The Ricketts family, owners of the Chicago Cubs, are also among the bidders, as is David Blitzer, the pending minority owner of the Cleveland Guardians. Blitzer’s company, Harris Blitzer Sports & Entertainment, owns the Philadelphia 76ers of the NBA and the New Jersey Devils of the NHL. Blitzer, if approved by MLB, would gain majority control of the Guardians in five to six years.
Boehly is seen as the favorite to buy Chelsea. The addition of Walter, who has a real-time net worth of $4.4 billion, according to Forbes, should put the Boehly Group on an even stronger financial footing.
The timing of Boehly’s addition of Walter is significant: next week is the deadline for bidders to submit their final offer to Raine Group, the New York-based bank leading the sale process. Boehly was in London this week, attending Chelsea’s 3-1 loss to Real Madrid in the Champions League and then meeting Chelsea leaders on Thursday.
A winning bid from Boehly would return possessions to the Premier League rivals Dodgers and Boston Red Sox; Red Sox owner John Henry is the principal owner of Liverpool Football Club. The Raine Group is expected to submit the name of the preferred bidder to the UK government on April 18. The government has to grant a special license for the club to be sold due to its sanctions against Abramovich, but approval shouldn’t be a problem. The Premier League must also approve the purchase.
Dodgers executives believe the methodology they use in baseball would translate well to football. In the nearly 10 years since Guggenheim Baseball Management took official control of the franchise for $2.15 billion, the team has enjoyed success on the field while performing extensive renovations to update the Dodger Stadium and increasing the team’s investment in the community.
“We focused on the team. We focused on the fans in the stadium. Then we focused on the community,” said team president Stan Kasten. “What makes me most proud of my partners is that we made all those things clear the day we took over. And they lived it.
“It’s easy to articulate this kind of plan. It’s extremely difficult to execute, especially on a sustained basis.
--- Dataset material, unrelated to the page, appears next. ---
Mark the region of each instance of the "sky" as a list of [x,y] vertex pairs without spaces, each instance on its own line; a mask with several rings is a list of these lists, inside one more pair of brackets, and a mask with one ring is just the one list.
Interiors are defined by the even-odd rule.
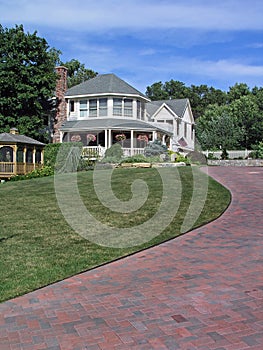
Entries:
[[143,93],[171,79],[263,86],[262,0],[0,0],[0,24]]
Guggenheim’s tenure has not been without its problems, including signing pitcher Trevor Bauer to a three-year, $102 million free agent deal. Bauer remains on paid administrative leave due to sexual assault charges brought against him last summer and awaits Major League Baseball’s decision on whether or not to suspend him for violating its joint policy on domestic violence, sexual assault and child abuse with the Players Association. The Los Angeles County District Attorney’s Office declined to press charges against Bauer, but under common policy the league can suspend a player even if he is not charged or convicted of a crime.
On the court, the Dodgers under Guggenheim have become the sport’s most accomplished organization, making the playoffs nine straight years and winning their first World Series title since 1988 in the pandemic-shortened 2020 season. This season, they will feature four Most Valuable Player winners they have developed or acquired – pitcher Clayton Kershaw, outfielders Mookie Betts and Cody Bellinger and first baseman Freddie Freeman.
The team’s renovations to Dodger Stadium have helped make the park, the third-oldest majors, the busiest majors since 2013. And according to the club, its philanthropic efforts include investments of more than $40 million in programs and grants. to local organizations over the past decade. Of this amount, $14.9 million was spent on the construction of 57 Dodgers Dreamfields, including two universally accessible fields, giving 400,000 children access to improved fields in their neighborhoods.
“We followed very basic premises,” Kasten said. “Hire the best people throughout the organization. And give them the resources to do the job.